Now that I have a basic top-down tool running there are several areas I consider enhancing the tool further for additional experiments before using it to measure various workloads
- I can look at additional collections of counters, e.g. going deeper in top-down metrics or looking at specialized studies for different parts of the microarchitecture, e.g. caches, TLBs, uop-cache, etc.

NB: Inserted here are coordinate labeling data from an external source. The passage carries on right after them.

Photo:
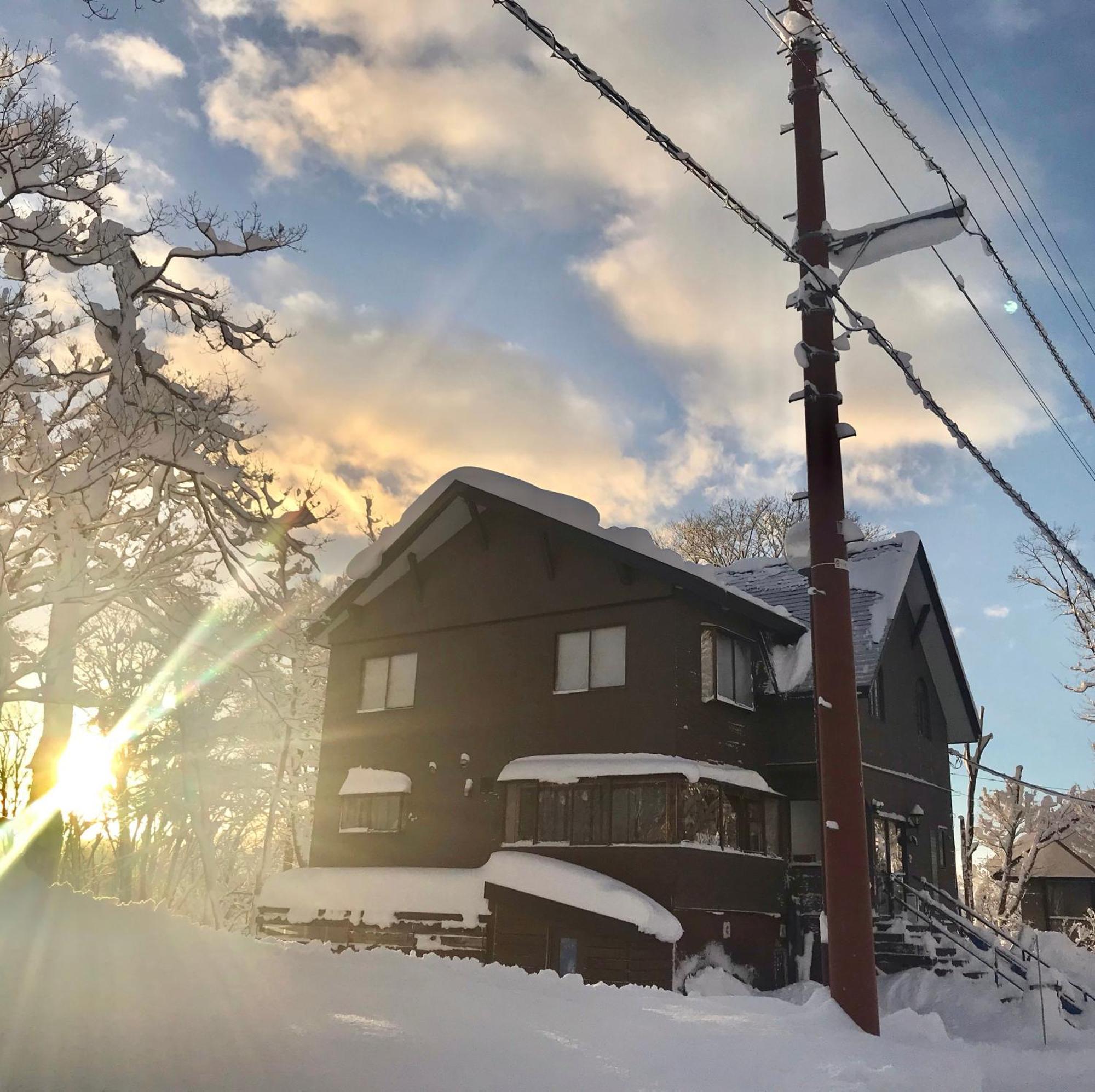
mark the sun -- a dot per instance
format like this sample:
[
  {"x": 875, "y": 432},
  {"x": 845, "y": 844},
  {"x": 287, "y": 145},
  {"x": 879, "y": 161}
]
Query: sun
[{"x": 84, "y": 773}]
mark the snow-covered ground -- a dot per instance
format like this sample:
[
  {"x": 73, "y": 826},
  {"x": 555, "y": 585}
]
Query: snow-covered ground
[{"x": 103, "y": 997}]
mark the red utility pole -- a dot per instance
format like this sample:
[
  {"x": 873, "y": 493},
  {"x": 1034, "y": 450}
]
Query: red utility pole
[{"x": 840, "y": 762}]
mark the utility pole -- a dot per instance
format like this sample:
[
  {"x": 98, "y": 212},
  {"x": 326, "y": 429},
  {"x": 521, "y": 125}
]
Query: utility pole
[{"x": 840, "y": 761}]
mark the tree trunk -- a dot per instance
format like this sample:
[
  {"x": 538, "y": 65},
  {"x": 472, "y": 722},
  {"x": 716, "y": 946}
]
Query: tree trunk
[
  {"x": 1009, "y": 846},
  {"x": 44, "y": 853},
  {"x": 970, "y": 843},
  {"x": 200, "y": 819}
]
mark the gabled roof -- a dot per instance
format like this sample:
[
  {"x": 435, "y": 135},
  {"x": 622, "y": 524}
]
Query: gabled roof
[
  {"x": 879, "y": 574},
  {"x": 882, "y": 575},
  {"x": 447, "y": 507}
]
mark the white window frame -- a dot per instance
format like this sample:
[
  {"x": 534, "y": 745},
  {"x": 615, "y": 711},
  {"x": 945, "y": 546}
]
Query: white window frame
[
  {"x": 709, "y": 666},
  {"x": 387, "y": 661},
  {"x": 590, "y": 660},
  {"x": 359, "y": 797}
]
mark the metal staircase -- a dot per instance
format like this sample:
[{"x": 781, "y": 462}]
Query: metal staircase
[{"x": 938, "y": 932}]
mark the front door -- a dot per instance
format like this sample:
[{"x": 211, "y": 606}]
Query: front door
[{"x": 889, "y": 862}]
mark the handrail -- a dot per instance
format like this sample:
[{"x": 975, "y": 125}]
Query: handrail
[
  {"x": 1022, "y": 987},
  {"x": 1004, "y": 936}
]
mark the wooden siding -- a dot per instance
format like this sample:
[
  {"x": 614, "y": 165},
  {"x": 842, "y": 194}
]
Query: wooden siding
[{"x": 526, "y": 932}]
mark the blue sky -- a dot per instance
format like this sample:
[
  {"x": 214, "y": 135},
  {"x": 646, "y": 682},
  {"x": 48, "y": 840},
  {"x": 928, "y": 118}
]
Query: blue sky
[{"x": 500, "y": 273}]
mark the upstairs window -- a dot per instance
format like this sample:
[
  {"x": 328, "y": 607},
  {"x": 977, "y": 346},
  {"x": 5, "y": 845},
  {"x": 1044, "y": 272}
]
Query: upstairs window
[
  {"x": 640, "y": 812},
  {"x": 877, "y": 697},
  {"x": 727, "y": 668},
  {"x": 388, "y": 682},
  {"x": 590, "y": 659},
  {"x": 924, "y": 710},
  {"x": 373, "y": 813}
]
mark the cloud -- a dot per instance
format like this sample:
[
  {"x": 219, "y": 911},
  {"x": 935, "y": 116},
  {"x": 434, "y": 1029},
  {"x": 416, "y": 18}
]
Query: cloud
[
  {"x": 446, "y": 108},
  {"x": 137, "y": 58}
]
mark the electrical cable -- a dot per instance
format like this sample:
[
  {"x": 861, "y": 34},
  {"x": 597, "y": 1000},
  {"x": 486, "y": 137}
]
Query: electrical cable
[
  {"x": 1011, "y": 779},
  {"x": 1004, "y": 149},
  {"x": 930, "y": 162},
  {"x": 981, "y": 163},
  {"x": 814, "y": 279},
  {"x": 960, "y": 284}
]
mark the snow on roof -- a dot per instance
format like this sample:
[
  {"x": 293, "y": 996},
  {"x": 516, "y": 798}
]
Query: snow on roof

- I would like to look at CSV output to make it easier to export key metrics to a table, e.g. so they can be compared with other tools
- I would like to look at creating periodic output, e.g. combined with CSV output this can let me see how metrics vary as the program runs
I expect I can work with both the tool and the workload analysis – to work with both together as I look at some performance studies.